On November 16, 2018, the United States Supreme Court granted certiorari in United States ex rel. Hunt v. Cochise Consultancy, Inc., 887 F.3d 1081 (11th Cir. 2018). The question presented to the Court is “whether a relator in a False Claims Act qui tam action may rely on the statute of limitations in 13 U.S.C. § 3731(b)(2) in a suit in which the United States has declined to intervene and, if so, whether the relator constitutes an “official of the United States” for purposes of Section 3731(b)(2).”

Section 3731(b) requires an FCA case be filed either (1) six years after the date on which the violation…is committed, or (2) three years after the date when facts material to the right of action are known or reasonably should have been known by the official of the United States charged with responsibility to act in the circumstances, but in no event more than 10 years after the date on which the violation is committed, whichever is later.

In Cochise Consultancy, Inc., the Eleventh Circuit held that § 3731(b)(2) was available to a relator in a non-intervened case. The court also held that the relevant person whose knowledge triggers the limitations period is an official of the United States.

The Eleventh Circuit’s decision deepens the divide among circuits as to how to apply § 3731(b)(2), creating a three-way circuit split. The decision is a departure from the Fourth Circuit and Tenth Circuit. Both courts determined that § 3731(b)(2) extends the statute of limitations period only if the government is a party. See United States ex rel. Sanders v. N. Am. Bus Indus., Inc., 546 F.3d 288 (4th Cir. 2008); United States ex rel. Sikkenga v. Regence BlueCross BlueShield of Utah, 472 F.3d 702 (10th Cir. 2006).

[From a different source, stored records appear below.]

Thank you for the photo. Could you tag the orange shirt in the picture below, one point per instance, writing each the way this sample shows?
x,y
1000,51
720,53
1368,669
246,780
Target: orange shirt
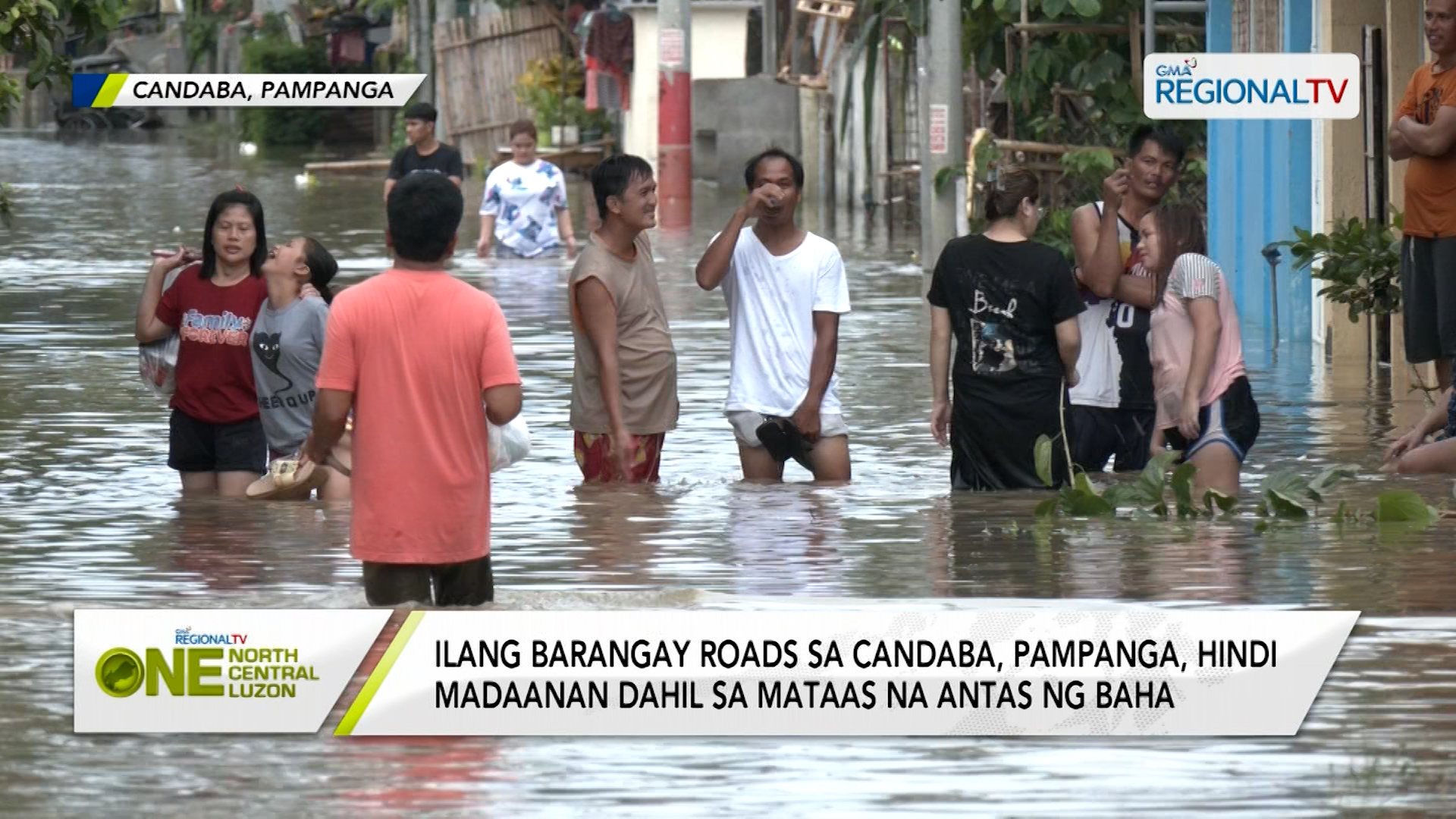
x,y
417,349
1430,181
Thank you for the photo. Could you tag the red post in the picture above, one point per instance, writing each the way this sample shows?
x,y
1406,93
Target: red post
x,y
674,117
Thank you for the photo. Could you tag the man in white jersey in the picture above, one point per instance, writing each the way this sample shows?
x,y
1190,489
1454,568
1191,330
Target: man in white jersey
x,y
785,290
1112,409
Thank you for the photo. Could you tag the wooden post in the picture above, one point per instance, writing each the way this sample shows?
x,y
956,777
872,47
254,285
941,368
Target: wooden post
x,y
1133,19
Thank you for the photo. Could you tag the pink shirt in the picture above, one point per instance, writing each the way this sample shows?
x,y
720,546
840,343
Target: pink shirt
x,y
417,349
1193,278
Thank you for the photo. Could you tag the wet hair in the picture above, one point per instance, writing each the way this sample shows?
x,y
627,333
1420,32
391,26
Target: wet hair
x,y
1011,186
424,216
750,171
255,209
1163,137
612,177
322,267
523,127
1180,231
421,111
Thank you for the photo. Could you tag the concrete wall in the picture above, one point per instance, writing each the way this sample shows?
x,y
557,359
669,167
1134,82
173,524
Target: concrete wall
x,y
734,120
1345,168
720,52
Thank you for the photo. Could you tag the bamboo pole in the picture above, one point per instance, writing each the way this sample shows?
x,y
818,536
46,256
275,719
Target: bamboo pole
x,y
1101,28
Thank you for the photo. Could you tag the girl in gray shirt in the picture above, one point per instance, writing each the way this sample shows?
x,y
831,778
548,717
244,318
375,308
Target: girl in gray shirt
x,y
287,344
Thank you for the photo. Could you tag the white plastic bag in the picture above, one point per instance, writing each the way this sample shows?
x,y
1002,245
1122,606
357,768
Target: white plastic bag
x,y
509,444
159,359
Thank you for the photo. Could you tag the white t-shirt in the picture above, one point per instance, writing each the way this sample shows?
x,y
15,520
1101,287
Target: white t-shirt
x,y
525,200
770,315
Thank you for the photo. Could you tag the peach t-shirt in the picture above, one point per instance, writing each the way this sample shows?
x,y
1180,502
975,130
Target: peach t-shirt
x,y
1193,278
417,349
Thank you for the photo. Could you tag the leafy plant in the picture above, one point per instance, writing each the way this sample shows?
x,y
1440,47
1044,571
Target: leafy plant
x,y
1283,494
1360,260
546,86
283,126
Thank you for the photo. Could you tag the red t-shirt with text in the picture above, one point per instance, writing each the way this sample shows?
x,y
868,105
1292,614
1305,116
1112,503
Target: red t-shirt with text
x,y
215,372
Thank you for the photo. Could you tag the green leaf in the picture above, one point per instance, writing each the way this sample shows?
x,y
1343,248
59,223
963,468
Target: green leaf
x,y
1043,452
1085,504
1331,477
1285,506
1183,490
1398,506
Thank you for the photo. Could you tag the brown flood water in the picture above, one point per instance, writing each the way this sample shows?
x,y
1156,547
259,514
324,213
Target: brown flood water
x,y
89,516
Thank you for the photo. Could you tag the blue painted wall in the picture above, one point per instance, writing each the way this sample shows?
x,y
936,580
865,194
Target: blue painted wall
x,y
1258,190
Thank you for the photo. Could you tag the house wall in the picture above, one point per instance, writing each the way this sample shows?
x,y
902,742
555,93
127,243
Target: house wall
x,y
1260,175
718,42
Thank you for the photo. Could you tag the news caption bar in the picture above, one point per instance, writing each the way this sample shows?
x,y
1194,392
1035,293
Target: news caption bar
x,y
1018,672
1251,86
243,91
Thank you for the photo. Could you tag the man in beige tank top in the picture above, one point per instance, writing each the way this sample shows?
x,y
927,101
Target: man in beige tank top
x,y
623,390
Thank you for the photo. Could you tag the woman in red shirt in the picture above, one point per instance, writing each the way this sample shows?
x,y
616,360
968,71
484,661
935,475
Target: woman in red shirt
x,y
216,441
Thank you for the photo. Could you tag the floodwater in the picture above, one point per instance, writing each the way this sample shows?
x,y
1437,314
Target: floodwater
x,y
89,516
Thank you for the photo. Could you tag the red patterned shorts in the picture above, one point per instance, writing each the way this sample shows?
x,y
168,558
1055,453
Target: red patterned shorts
x,y
595,458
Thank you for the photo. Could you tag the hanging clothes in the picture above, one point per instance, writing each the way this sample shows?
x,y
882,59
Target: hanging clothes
x,y
607,55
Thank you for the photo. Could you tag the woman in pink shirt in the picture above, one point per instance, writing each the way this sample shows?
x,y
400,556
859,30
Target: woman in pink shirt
x,y
1204,404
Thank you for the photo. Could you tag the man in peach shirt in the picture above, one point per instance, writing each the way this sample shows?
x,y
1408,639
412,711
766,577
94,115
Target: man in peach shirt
x,y
424,360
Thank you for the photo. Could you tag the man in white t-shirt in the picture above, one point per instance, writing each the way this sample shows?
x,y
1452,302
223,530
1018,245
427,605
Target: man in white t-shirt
x,y
785,290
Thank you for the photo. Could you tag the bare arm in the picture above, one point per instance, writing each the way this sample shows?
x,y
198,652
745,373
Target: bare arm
x,y
503,404
149,327
599,319
482,245
1429,140
1398,146
566,232
714,265
1206,328
826,352
1098,249
941,375
1069,346
1139,290
941,354
331,410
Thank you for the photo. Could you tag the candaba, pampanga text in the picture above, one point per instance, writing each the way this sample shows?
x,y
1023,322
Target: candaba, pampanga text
x,y
905,692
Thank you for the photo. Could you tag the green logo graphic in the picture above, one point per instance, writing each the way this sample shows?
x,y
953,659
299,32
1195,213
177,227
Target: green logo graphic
x,y
118,672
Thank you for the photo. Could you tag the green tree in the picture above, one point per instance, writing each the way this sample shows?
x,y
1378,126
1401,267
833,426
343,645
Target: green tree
x,y
31,30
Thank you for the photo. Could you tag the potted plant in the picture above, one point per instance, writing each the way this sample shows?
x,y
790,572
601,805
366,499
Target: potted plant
x,y
573,114
545,89
1360,260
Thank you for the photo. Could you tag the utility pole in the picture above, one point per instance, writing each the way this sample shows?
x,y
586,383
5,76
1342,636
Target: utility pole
x,y
674,114
946,126
770,37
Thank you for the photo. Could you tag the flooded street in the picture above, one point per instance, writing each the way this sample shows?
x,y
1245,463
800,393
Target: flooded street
x,y
89,516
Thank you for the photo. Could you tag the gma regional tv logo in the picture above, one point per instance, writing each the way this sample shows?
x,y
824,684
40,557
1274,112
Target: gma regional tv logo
x,y
1251,86
202,668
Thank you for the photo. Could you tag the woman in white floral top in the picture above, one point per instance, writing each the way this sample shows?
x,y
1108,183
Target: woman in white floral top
x,y
525,206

The decision is also a departure from the Third Circuit and Ninth Circuit. The Third Circuit and Ninth Circuit also held that § 3731(b)(2) is available when the government does not intervene.  However, the three-year period depends on the relator’s knowledge. See United States ex rel. Malloy v. Telephonics Corp., 68 F. App’x 270 (3d Cir. 2003); United States ex rel. Hyatt v. Northrop Corp., 91 F.3d 1211 (9th Cir. 1996).

The Supreme Court’s decision to tackle this issue will provide clarity to businesses subject to the FCA because it will likely provide an answer as to how long a relator has to bring an action when the government has not intervened. It could also do away with any forum shopping that relators currently have the ability to engage in.